Background: The addition of SHA224 support to PKCS #1 required a few minor technical updates in PKCS #1 v2.2 compared to v2.1, and to the corresponding RFC8017 compared to RFC3447. PKCS #1 v2.2 got the correct update, but RFC8017 didn't -- presumably a copy-and-paste error. My oversight in reviewing the edits. Thanks, Joost, for pointing it out.
Errata ID: 5235
Status: Verified
Type: Editorial
Publication Format(s) : TEXT
Reported By: Joern Heissler
Date Reported: 2018-01-14
Verifier Name: Kathleen Moriarty
Date Verified: 2018-03-18
Section 8.1.1 says:
Errors: "message too long;" "encoding error"
It should say:
Errors: "message too long"; "encoding error"
Notes:
The semicolon needs to be placed outside of the quoted strings.
Errata ID: 5577
Status: Verified
Type: Editorial
Publication Format(s) : TEXT
Reported By: Dave Thompson
Date Reported: 2018-12-16
Verifier Name: Benjamin Kaduk
Date Verified: 2019-01-05
Section B.1 says:
As of today, the best (known) collision attacks against these hash functions are generic attacks with complexity 2L/2, where L is the bit length of the hash output. For the signature schemes in this document, a collision attack is easily translated into a signature forgery. Therefore, the value L / 2 should be at least equal to the desired security level in bits of the signature scheme (a security level of B bits means that the best attack has complexity 2B). The
It should say:
As of today, the best (known) collision attacks against these hash functions are generic attacks with complexity 2^(L/2), where L is the bit length of the hash output. For the signature schemes in this document, a collision attack is easily translated into a signature forgery. Therefore, the value L / 2 should be at least equal to the desired security level in bits of the signature scheme (a security level of B bits means that the best attack has complexity 2^B). The
Notes:
Superscripting presumably lost in translation from the original. RFC 3447 (for v2.1) had these correct. To a person familiar with the art they are obvious typos (Editorial) but to other readers they could change the meaning.
Errata ID: 7405
Status: Verified
Type: Editorial
Publication Format(s) : TEXT
Reported By: Daniel Kahn Gillmor
Date Reported: 2023-03-25
Verifier Name: RFC Editor
Date Verified: 2023-04-27
Section 11.2, 7.2 says:
"HAASTAD" and "Haastad, J"
It should say:
"HASTAD" and "Hastad, J"
Notes:
https://epubs.siam.org/doi/10.1137/0217019 indicates that the author of "Solving Simultaneous Modular Equations of Low Degree" is "Johan Hastad", not "Johan Haastad".

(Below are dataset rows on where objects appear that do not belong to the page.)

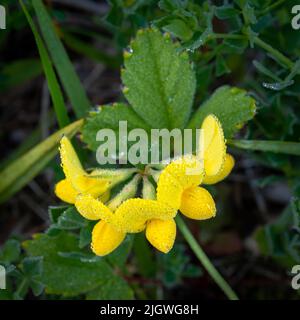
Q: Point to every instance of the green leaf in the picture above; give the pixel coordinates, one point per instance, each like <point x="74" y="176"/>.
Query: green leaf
<point x="226" y="11"/>
<point x="70" y="219"/>
<point x="108" y="117"/>
<point x="69" y="276"/>
<point x="17" y="174"/>
<point x="55" y="212"/>
<point x="231" y="105"/>
<point x="160" y="82"/>
<point x="292" y="148"/>
<point x="10" y="252"/>
<point x="221" y="66"/>
<point x="32" y="266"/>
<point x="54" y="88"/>
<point x="62" y="63"/>
<point x="179" y="29"/>
<point x="113" y="289"/>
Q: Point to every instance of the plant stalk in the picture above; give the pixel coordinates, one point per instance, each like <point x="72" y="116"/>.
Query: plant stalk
<point x="203" y="258"/>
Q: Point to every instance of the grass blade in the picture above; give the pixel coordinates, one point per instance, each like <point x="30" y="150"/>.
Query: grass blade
<point x="16" y="175"/>
<point x="62" y="63"/>
<point x="292" y="148"/>
<point x="54" y="88"/>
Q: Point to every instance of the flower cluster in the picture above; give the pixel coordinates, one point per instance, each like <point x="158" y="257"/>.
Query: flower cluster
<point x="178" y="188"/>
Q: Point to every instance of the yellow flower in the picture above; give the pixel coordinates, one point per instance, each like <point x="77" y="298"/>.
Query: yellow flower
<point x="217" y="164"/>
<point x="177" y="189"/>
<point x="78" y="181"/>
<point x="131" y="216"/>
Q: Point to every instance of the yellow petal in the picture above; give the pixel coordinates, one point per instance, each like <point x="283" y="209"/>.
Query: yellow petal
<point x="74" y="172"/>
<point x="65" y="191"/>
<point x="69" y="160"/>
<point x="105" y="196"/>
<point x="161" y="234"/>
<point x="228" y="165"/>
<point x="105" y="238"/>
<point x="92" y="209"/>
<point x="133" y="214"/>
<point x="214" y="145"/>
<point x="198" y="204"/>
<point x="179" y="175"/>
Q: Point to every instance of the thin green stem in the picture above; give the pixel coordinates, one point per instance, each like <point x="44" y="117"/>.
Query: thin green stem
<point x="228" y="36"/>
<point x="275" y="53"/>
<point x="194" y="245"/>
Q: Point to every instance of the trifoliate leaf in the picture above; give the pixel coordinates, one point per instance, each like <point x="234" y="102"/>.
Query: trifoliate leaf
<point x="231" y="105"/>
<point x="159" y="81"/>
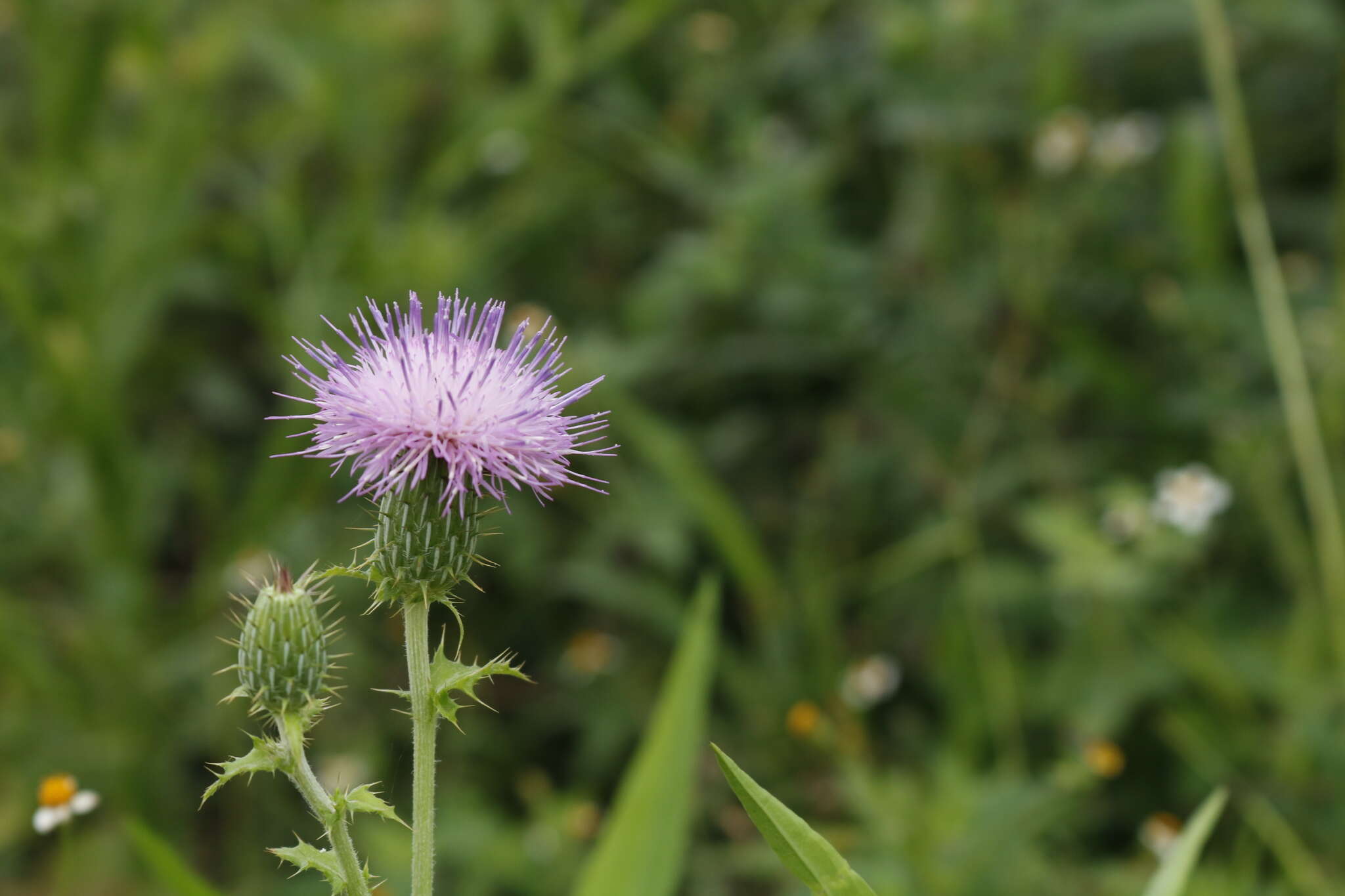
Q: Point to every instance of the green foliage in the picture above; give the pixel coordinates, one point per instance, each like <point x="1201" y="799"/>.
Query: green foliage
<point x="648" y="830"/>
<point x="362" y="798"/>
<point x="267" y="756"/>
<point x="1180" y="857"/>
<point x="164" y="863"/>
<point x="454" y="676"/>
<point x="805" y="852"/>
<point x="884" y="367"/>
<point x="309" y="857"/>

Status: Held for Document Update (1)
RFC 8017, "PKCS #1: RSA Cryptography Specifications Version 2.2", November 2016
Source of RFC: IETF - NON WORKING GROUP
Errata ID: 5576
Status: Held for Document Update
Type: Editorial
Publication Format(s) : TEXT
Reported By: Dave Thompson
Date Reported: 2018-12-16
Held for Document Update by: Benjamin Kaduk
Date Held: 2019-01-05
Section B.1 says:
The object identifiers id-md2, id-md5, id-sha1, id-sha224, id-sha256, id-sha384, id-sha512, id-sha512/224, and id-sha512/256 identify the respective hash functions: ... The parameters field associated with id-sha1, id-sha224, id-sha256, id-sha384, id-sha512, id-sha512/224, and id-sha512/256 should ... Exception: When formatting the DigestInfoValue in EMSA-PKCS1-v1_5 (see Section 9.2), the parameters field associated with id-sha1, id-sha224, id-sha256, id-sha384, id-sha512, id-sha512/224, and id-sha512/256 shall have a value of type NULL. This is to maintain
It should say:
The object identifiers id-md2, id-md5, id-sha1, id-sha224, id-sha256, id-sha384, id-sha512, id-sha512-224, and id-sha512-256 identify the respective hash functions: ... The parameters field associated with id-sha1, id-sha224, id-sha256, id-sha384, id-sha512, id-sha512-224, and id-sha512-256 should ... Exception: When formatting the DigestInfoValue in EMSA-PKCS1-v1_5 (see Section 9.2), the parameters field associated with id-sha1, id-sha224, id-sha256, id-sha384, id-sha512, id-sha512-224, and id-sha512-256 shall have a value of type NULL. This is to maintain
Notes:
ASN.1 identifiers don't allow slash. The actual ASN.1 code in the middle of B.1, and the ASN.1 module in C, correctly use hyphens for id-sha512-224 and id-sha512-256.